The wealthy man brought slaves to anoint his body with fine oils, some of which
included sand to help remove dirt. Poor folk scrubbed themselves with
inexpensive lentil flour.
Next
came the calidarium, a hotter room for greater sweating, or perhaps the ultra-hot
laconicum. In these the bather doused himself with copious quantities of warm, tepid,
or cold water. Scraped off with a strigil, sponged, and re-anointed , the Roman
concluded the process by plunging into the cool and refreshing pool of the frigidarium.
In the early
years of thermae, the sexes didn't mix. Notes Wright: "No respectable matron
would go to the baths at all." In Pompeii, men and women had separate
facilities. But in Rome, baths eventually became seminaria venenata, or hotbeds
of promiscuity and vice; some were adjuncts to brothels.

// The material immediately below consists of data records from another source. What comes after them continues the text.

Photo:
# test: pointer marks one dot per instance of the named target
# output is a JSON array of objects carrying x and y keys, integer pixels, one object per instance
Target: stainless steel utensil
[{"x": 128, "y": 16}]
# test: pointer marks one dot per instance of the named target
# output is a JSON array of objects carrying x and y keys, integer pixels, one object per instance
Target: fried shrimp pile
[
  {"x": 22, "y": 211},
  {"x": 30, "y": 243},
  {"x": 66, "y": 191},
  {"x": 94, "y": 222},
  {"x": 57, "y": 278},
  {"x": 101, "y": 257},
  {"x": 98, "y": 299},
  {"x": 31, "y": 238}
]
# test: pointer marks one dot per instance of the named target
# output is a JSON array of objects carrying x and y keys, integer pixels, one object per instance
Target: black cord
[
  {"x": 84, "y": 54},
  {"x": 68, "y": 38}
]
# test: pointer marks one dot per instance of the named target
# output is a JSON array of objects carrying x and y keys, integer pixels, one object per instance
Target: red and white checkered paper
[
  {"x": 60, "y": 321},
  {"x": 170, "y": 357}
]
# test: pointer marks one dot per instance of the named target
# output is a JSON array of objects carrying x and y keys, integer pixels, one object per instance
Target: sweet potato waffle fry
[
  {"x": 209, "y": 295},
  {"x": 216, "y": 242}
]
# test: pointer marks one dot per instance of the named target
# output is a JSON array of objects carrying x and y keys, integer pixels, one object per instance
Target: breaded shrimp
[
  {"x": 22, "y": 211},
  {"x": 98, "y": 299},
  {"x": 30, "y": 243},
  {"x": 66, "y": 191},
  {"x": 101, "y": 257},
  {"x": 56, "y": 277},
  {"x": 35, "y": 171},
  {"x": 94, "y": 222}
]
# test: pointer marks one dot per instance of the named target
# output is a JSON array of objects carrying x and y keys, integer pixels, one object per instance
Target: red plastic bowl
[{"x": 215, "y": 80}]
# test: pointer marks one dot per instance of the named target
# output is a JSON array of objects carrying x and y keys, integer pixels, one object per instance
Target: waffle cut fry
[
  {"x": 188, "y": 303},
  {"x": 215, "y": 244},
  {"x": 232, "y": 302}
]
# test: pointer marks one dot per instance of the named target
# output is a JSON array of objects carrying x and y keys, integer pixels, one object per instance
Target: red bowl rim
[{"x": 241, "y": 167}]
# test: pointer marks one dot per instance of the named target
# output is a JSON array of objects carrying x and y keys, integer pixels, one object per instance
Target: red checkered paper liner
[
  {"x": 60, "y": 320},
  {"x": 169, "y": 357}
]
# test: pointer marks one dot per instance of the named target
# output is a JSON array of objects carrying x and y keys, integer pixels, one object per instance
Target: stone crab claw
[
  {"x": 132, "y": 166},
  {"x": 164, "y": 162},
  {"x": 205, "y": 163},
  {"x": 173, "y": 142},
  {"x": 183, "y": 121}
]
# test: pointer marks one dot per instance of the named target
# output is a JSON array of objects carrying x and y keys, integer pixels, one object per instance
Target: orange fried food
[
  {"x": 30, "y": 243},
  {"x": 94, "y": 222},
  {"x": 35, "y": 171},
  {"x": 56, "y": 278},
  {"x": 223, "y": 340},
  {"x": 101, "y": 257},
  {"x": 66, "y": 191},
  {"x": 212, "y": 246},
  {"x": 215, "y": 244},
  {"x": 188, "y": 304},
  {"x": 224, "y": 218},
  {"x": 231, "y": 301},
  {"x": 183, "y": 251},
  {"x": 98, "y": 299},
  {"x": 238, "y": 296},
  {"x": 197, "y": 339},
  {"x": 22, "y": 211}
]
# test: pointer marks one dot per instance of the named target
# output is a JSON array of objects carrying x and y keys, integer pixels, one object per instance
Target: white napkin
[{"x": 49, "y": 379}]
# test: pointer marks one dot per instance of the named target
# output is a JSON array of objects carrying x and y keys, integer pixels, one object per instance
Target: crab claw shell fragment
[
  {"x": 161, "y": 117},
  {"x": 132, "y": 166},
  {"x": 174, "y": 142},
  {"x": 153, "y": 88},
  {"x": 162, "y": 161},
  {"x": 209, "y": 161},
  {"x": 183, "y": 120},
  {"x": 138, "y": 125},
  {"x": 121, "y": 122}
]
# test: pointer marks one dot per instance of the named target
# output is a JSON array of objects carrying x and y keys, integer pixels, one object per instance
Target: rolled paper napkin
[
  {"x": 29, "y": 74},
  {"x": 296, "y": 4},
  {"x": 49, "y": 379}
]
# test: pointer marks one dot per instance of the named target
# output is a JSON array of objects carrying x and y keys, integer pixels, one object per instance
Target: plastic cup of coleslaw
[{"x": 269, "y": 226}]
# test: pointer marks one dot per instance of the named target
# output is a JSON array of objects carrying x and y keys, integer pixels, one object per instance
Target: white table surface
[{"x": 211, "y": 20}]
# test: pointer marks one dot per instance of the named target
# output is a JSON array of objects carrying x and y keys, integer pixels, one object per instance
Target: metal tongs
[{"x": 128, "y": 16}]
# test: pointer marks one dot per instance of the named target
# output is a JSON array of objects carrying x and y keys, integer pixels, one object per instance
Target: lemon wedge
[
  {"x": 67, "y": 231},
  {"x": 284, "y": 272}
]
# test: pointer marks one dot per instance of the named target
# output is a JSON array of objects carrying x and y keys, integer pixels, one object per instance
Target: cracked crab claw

Rome's obsession with
bathing is said to be a factor that helped send the empire down the drain.
So, too,
went hygiene. "The fathers of the early church equated bodily cleanliness
with the luxuries, paganism, and what's been called 'the monstrous sensualities'
of Rome," explains Professor Greene. Within a few centuries, the public
and private sanitation practices of Greece and Rome were forgotten. Or, as Greene
adds, were "deliberately repressed." Europe during the Middle Ages, it's
often been said, went 1,000 years without a bath.
However,
Gregory the Great, the first monk to become pope, allowed Sunday baths and even
commended them, so long as they didn't become a "time-wasting
luxury." Given his background, it's natural that Gregory wouldn't oppose hygiene.
Guardians of culture and knowledge during the Dark Ages, Europe's monasteries
also preserved some of Rome's hydrological technology and cleanliness habits.